Racist Monument Tracker
Keep a close eye on the removal of monuments to racists, colonizers, and Confederates
As the United States reckons with its history of racism, people across the country are calling for the removal of monuments that memorialize the historical figures who helped create or maintain systems of racial oppression. Some state governments have begun removing these monuments, like in Dallas, Raleigh, and Richmond. But many people are taking matters into their own hands and bringing down these stone celebrations themselves.
The people who want the monuments taken down understand that symbols matter.

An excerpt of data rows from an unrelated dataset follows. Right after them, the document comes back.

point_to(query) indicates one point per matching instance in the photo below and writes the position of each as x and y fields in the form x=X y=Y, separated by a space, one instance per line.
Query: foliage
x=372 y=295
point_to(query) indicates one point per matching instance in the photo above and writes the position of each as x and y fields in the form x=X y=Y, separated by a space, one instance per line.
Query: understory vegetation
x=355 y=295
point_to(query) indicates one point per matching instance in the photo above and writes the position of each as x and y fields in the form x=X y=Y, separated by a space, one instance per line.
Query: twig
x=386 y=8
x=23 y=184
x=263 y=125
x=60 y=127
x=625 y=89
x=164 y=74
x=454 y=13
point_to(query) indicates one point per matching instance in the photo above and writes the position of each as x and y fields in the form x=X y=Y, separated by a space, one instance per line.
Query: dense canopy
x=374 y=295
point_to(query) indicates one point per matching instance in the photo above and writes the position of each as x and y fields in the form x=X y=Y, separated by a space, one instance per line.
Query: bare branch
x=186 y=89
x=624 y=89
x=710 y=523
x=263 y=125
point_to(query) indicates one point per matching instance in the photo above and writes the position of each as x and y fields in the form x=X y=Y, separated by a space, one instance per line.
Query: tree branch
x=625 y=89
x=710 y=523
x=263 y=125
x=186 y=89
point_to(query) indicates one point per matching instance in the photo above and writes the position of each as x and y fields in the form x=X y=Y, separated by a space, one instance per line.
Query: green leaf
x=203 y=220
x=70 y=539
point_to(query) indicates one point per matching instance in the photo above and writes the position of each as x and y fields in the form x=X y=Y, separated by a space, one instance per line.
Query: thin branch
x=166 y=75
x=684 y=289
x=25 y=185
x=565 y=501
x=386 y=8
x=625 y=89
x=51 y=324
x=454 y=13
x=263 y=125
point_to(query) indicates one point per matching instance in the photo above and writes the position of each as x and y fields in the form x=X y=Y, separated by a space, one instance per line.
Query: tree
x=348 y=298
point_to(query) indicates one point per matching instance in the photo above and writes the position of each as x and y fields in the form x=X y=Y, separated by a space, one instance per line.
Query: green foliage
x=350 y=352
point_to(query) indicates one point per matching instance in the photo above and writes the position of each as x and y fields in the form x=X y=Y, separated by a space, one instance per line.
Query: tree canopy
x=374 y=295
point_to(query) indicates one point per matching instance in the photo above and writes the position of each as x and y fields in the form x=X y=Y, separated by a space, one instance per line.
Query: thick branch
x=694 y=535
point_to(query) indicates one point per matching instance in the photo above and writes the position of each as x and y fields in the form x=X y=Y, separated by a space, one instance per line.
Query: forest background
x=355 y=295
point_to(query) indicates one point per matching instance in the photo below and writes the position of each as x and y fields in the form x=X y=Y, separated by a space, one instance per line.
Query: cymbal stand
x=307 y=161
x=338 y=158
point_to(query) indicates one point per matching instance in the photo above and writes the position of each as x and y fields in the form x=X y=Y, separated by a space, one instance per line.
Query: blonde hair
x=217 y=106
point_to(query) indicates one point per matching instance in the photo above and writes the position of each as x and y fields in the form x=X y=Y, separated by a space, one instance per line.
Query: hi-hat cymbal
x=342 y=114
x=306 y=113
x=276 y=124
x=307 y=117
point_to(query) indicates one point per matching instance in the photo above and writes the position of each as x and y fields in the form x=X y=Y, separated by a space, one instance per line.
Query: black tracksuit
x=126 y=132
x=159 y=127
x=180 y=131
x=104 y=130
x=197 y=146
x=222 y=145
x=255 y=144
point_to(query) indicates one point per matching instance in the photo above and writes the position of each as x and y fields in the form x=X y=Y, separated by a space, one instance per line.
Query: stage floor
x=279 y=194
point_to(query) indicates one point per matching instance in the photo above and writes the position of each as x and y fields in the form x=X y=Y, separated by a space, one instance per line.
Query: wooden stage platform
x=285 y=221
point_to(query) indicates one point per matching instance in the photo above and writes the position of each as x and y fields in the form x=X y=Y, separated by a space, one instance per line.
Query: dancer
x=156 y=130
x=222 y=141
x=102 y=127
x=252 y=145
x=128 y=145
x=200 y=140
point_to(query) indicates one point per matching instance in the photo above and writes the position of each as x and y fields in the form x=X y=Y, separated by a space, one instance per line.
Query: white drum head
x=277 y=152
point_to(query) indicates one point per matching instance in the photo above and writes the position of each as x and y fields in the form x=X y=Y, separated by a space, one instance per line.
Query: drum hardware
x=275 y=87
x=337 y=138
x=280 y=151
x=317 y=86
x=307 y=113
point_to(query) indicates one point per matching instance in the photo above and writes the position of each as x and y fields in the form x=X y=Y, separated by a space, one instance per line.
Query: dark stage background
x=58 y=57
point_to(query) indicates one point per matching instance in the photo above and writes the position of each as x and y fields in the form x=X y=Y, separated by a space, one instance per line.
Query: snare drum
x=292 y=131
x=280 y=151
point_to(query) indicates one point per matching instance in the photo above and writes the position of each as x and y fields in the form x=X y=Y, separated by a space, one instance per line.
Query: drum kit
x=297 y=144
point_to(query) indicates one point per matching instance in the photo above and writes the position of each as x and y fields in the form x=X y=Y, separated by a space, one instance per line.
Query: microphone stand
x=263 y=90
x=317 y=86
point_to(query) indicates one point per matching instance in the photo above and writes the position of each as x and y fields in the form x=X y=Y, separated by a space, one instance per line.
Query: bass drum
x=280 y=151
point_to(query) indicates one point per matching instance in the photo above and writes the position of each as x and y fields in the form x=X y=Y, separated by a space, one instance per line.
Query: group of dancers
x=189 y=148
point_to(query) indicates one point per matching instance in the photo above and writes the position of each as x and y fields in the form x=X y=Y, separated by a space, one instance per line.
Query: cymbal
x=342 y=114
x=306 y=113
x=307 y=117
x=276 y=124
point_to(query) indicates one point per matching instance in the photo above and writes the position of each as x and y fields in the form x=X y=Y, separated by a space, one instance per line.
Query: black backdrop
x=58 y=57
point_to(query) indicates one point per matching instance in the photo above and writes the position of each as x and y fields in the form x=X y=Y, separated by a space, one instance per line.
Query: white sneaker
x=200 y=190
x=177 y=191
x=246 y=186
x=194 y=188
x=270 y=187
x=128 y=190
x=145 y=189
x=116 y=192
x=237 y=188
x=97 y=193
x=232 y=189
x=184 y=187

Some of these statues — like those dedicated to the Confederacy — were quite literally created to reinforce white dominance over the lives of non-white people.
“In the beginning years of the Reconstruction era, statues were meant to intimidate a burgeoning free Black class and Black middle class,” explains art curator Chaédria LaBouvier, the first Black woman to curate a solo exhibition at the Guggenheim Museum in New York City. “You see these statues rise right alongside the creation of the KKK. They go hand and hand.”
It’s important to understand why and when these statues were built. It is also important to understand why and when these monuments come down. As the stones fall, are defaced, or are officially relocated, we’ll track where they went (and when they went there) on our Racist Monument Tracker. The information contained therein is a combination of data supplied by the SPLC’s Confederate symbols list and old-fashioned news research, augmented by state and city government documentation.